- Deutsche Bank stopped taking on new clients in 109 states
- Cryan is working to avoid repeat of fines plaguing the firm
Deutsche Bank AG co-Chief Executive Officer John Cryan says banks in developed nations face a difficult decision: pull back from dealing with the world’s poorest countries, or else defy regulations that sometimes clash when seeking to both prevent financial crime and customers’ privacy.
Compliance with so-called know-your-client rules mean banks must know about the customers of the correspondent banks they deal with in developing nations, often an impossible task while keeping on the right side of data-protection rules, Cryan said on a panel at the World Economic Forum in Davos, Switzerland on Wednesday.

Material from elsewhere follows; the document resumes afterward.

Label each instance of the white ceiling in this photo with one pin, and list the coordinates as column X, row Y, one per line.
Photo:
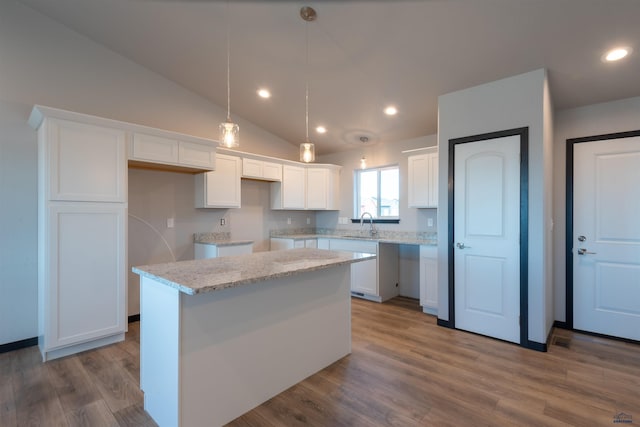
column 364, row 55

“We just stopped on-boarding clients in 109 countries which we agreed with our regulators were highest-risk countries,” Cryan said. Instead of breaking laws, banks “exit correspondent banking, and all that leads to is marginalization and social exclusion for the, 109 in our case, riskiest and therefore least developed countries in the world.”
Cryan is working to avoid a repeat of the billions of dollars of fines and legal settlements that have eaten into Deutsche Bank’s capital and helped to make it the worst-valued global bank. Deutsche Bank said in November that it would stop taking on new clients in certain locations that have “higher risk weightings” as the company reviews its procedures. It didn’t specify the number of countries affected.
The company said in October that it would exit 10 countries to reduce costs as well as the bank’s complexity. Deutsche Bank has a presence in more than 70 countries, according to its website.
There are 195 independent states, according to the U.S. State Department’s website.